From Green et al. 2021, Directed graph of our model of stellar magnitudes and colors. Shaded nodes represent observed quantities (i.e., likelihoods). Our model parameters are the neural network weights and biases that control the mapping from stellar type to absolute magnitudes, as well as the neural network weights and biases that control the dependence of the extinction vector on stellar type. The extinction vector controls the direction in magnitude space that increasing dust density moves stars, and is only weakly dependent on stellar type, due to strong regularization of the weights WR. The constant matrix B, given by Equation (5), transforms the vector m, containing apparent magnitudes, to the vector c, containing one apparent magnitude and (# of bands)−1 colors.

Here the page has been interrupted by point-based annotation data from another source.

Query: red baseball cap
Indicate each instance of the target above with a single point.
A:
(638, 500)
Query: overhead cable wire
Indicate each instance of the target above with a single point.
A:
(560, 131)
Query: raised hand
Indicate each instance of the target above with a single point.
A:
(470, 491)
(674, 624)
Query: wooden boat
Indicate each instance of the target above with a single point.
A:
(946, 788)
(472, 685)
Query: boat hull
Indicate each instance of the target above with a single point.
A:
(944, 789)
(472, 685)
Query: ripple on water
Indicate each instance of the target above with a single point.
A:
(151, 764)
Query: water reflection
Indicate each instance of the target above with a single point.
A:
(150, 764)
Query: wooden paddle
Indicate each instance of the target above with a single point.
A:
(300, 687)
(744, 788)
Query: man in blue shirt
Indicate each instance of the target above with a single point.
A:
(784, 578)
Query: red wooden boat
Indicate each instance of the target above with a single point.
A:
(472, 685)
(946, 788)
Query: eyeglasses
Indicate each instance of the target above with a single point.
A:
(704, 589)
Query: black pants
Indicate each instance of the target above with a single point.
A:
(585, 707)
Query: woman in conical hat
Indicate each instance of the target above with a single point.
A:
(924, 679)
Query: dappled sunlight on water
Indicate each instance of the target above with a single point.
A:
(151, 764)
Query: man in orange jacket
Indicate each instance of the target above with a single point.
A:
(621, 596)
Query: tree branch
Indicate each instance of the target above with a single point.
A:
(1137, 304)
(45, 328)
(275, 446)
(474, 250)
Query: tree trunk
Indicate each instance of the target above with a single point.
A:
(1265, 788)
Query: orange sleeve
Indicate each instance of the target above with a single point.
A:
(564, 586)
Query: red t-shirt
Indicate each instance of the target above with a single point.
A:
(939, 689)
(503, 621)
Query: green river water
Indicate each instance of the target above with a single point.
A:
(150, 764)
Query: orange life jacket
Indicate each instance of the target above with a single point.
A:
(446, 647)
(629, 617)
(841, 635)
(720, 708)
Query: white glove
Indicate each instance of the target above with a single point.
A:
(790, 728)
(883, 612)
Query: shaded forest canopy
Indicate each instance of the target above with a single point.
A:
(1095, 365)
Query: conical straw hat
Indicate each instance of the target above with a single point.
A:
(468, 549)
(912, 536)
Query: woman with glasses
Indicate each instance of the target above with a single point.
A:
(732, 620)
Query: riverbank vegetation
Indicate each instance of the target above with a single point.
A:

From Green et al. 2021, Gaia color–magnitude diagrams of observed (left) and predicted zero-reddening (right) photometry. The average learned reddening vector for the Gaia filters is shown in red.

Data driven stellar models

  • Going beyond the synthetic stellar atmospheres combined with isochrones and extinction curves.

Goals of data driven models

We are now in an era where data are so precise that are physical models are systematically significantly wrong.

In Green et al. 2021, we developed a data-driven model to map stellar parameters ($T_{eff}$, $\log g$ , and [Fe/H]) accurately and precisely to broadband stellar photometry. This model must, and does, simultaneously constrain the passband-specific dust reddening vector in the Milky Way, $R$. The model uses a neural network to learn the (de-reddened) absolute magnitude in one band and colors across many bands, given stellar parameters from spectroscopic surveys and parallax constraints from Gaia. To demonstrate the effectiveness of this approach, we train our model on a data set with spectroscopic parameters from LAMOST, APOGEE, and GALAH, Gaia parallaxes, and optical and near-infrared photometry from Gaia, Pan-STARRS 1, Two Micron All Sky Survey and Wide-field Infrared Survey Explorer. Testing the model on these data sets leads to an excellent fit and a precise—and by construction—accurate prediction of the color-magnitude diagrams in many bands. This flexible approach rigorously links spectroscopic and photometric surveys, and also results in an improved, Teff-dependent R. As such, it provides a simple and accurate method for predicting photometry in stellar evolutionary models. Our model will form a basis to infer stellar properties, distances, and dust extinction from photometric data, which should be of great use in 3D mapping of the Milky Way. Our trained model can be obtained at doi:10.5281/zenodo.3902382.